For queries about this service, please contact Infrastructure at:
users@infra.apache.org


Re: [I] [unnecessary dependency]: runners-google-cloud-dataflow-java depends on kafka [beam]

Posted by "Abacn (via GitHub)" <gi...@apache.org>.
Abacn commented on issue #30297:
URL: https://github.com/apache/beam/issues/30297#issuecomment-1942204711

   Yes, this is already a problem. I found this: https://github.com/apache/beam/issues/21096#issuecomment-1228233492. After #30300 we should have this use case  resolved.


-- 
This is an automated message from the Apache Git Service.
To respond to the message, please log on to GitHub and use the
URL above to go to the specific comment.

To unsubscribe, e-mail: github-unsubscribe@beam.apache.org

For queries about this service, please contact Infrastructure at:
users@infra.apache.org


Re: [I] [unnecessary dependency]: runners-google-cloud-dataflow-java depends on kafka [beam]

Posted by "kennknowles (via GitHub)" <gi...@apache.org>.
kennknowles commented on issue #30297:
URL: https://github.com/apache/beam/issues/30297#issuecomment-1942170115

   Are the `io.confluent` dependencies a problem already?
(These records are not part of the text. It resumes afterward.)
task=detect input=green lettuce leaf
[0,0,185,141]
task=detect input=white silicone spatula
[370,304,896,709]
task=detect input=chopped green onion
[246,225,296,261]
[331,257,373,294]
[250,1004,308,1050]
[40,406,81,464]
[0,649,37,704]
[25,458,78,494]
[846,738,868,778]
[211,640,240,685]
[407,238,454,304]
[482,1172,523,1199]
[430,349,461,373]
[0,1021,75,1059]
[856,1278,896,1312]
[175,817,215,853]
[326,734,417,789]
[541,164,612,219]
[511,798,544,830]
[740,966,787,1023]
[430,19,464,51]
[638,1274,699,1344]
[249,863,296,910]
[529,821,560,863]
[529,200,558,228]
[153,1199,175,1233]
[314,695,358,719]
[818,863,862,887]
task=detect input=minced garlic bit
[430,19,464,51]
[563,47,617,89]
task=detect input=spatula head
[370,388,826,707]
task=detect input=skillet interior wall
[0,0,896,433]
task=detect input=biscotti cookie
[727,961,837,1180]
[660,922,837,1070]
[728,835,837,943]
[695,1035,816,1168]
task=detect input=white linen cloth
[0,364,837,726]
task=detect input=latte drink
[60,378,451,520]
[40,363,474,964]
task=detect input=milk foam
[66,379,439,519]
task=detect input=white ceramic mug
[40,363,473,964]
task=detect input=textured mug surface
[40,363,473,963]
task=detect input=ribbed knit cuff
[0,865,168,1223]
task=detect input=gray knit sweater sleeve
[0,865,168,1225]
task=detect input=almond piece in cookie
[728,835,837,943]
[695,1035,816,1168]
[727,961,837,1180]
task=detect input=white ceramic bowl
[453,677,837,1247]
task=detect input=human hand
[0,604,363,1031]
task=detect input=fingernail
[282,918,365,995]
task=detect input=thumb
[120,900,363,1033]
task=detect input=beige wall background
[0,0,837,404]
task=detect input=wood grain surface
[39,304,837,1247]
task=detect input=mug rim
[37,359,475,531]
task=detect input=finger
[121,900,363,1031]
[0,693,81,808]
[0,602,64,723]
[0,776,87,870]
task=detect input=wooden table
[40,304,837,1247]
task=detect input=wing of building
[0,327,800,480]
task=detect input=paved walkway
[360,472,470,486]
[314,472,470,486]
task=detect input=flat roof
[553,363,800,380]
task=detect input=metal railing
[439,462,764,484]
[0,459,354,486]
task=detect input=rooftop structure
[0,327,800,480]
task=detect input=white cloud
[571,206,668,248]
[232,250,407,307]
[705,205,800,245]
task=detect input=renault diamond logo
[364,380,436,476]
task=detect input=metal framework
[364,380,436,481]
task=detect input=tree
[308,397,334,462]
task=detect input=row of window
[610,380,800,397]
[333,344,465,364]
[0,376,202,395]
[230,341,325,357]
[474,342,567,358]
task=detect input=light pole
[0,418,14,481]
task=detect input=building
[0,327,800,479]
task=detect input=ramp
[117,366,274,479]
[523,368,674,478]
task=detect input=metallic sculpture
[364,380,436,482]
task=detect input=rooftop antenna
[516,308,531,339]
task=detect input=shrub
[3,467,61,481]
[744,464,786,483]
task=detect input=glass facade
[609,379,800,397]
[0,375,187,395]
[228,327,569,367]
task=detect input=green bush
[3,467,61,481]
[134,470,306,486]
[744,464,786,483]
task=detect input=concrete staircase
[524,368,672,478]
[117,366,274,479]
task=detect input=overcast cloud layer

Are they publicly available?


-- 
This is an automated message from the Apache Git Service.
To respond to the message, please log on to GitHub and use the
URL above to go to the specific comment.

To unsubscribe, e-mail: github-unsubscribe@beam.apache.org

For queries about this service, please contact Infrastructure at:
users@infra.apache.org


Re: [I] [unnecessary dependency]: runners-google-cloud-dataflow-java depends on kafka [beam]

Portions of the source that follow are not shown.